八戸は富山とのJ2開幕戦を2-0で制して最高のスタートを切った。しかし、前節・栃木C戦では0-5と大敗。相手の想定外の戦い方に対応できず、押し込まれる時間が続いた。ボールを奪ってもセカンドボールを拾われ、攻守において“リレーショナルフットボール”を見せることができなかった。倉石 圭二監督はこの敗戦について、「J2の肌感を選手が感じられたこと」が唯一の収穫と語る。大事なのはこの経験を単なる大敗で終わらせず、「あの試合があったからこそ」と言えるように、今後の戦いへ生かしていくことだ。

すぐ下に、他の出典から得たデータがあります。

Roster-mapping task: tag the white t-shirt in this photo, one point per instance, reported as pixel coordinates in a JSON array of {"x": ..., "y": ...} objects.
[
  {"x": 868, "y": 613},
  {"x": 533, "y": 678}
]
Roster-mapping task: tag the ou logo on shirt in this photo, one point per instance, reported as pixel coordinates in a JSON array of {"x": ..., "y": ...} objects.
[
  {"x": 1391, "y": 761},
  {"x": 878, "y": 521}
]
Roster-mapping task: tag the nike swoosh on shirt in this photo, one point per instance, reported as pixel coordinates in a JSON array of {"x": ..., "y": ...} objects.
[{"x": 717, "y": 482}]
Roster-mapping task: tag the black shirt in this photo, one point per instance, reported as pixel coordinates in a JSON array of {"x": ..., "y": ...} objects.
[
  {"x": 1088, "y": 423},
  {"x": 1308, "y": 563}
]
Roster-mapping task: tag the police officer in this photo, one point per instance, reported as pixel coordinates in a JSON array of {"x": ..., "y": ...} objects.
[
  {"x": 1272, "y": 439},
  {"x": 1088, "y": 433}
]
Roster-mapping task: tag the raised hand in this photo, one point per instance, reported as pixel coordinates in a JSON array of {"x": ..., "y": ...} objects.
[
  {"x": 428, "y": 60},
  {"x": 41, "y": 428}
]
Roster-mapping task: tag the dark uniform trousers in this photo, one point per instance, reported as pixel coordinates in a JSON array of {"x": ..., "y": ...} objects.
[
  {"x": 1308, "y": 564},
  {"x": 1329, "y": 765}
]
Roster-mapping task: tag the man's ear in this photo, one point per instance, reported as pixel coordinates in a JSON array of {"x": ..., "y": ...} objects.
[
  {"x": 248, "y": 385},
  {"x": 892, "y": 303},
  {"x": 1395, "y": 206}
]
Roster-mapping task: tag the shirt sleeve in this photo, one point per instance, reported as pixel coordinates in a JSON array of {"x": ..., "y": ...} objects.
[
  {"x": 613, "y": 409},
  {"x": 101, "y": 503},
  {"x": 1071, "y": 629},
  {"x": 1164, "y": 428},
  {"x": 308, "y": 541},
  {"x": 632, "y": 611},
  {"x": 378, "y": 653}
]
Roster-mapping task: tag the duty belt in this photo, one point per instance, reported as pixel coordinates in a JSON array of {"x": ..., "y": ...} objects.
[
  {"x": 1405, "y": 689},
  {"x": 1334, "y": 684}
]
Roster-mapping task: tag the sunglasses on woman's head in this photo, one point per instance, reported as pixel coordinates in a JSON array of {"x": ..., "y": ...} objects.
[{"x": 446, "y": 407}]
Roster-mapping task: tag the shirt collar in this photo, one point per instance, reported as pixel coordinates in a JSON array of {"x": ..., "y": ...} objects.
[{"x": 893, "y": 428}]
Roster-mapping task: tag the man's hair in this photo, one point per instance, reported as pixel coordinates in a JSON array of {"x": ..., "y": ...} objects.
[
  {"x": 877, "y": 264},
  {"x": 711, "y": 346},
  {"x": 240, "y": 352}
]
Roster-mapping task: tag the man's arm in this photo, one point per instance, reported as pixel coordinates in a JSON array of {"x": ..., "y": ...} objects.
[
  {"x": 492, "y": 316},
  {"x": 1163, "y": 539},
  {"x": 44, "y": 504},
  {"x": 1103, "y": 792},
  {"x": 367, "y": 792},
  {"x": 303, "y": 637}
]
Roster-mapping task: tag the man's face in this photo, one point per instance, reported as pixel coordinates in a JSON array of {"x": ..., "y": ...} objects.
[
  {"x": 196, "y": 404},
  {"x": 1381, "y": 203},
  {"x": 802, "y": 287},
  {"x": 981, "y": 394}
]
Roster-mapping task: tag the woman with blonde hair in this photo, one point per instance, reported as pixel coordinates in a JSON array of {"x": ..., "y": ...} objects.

その最初に立ちはだかるのはJ2・J3百年構想リーグを制した仙台。仙台戦に向けて、倉石 圭二監督は「まずは点を取りたい」と攻撃に力を入れており、注目は10番を背負う澤上 竜二になるだろう。2025シーズンのJ3でチーム最多の12得点を挙げたエースは、「自分とチームのためにゴールを奪いたい」と意気込む。

エースの澤上竜二。今季初ゴールを期待したい
アウェイの仙台は2試合を終えて1分1敗と勝利を挙げることができていない。2試合とも相手を押し込む時間を作りながらも得点を奪えず、決定力に課題を残している。注目は中学・高校時代を過ごした青森の地に戻る武田 英寿。左足から繰り出す多彩なパスやセットプレーのキックで、存在感を示せるか。

武田英寿は持ち味のキックを生かしてチームに今季初得点をもたらせるか(写真は2026/27 J2第1節・藤枝戦)
個の力で上回る仙台か、組織力を武器とする八戸か。栃木C戦の大敗を糧に、八戸がどのような戦いを見せるのかに注目したい。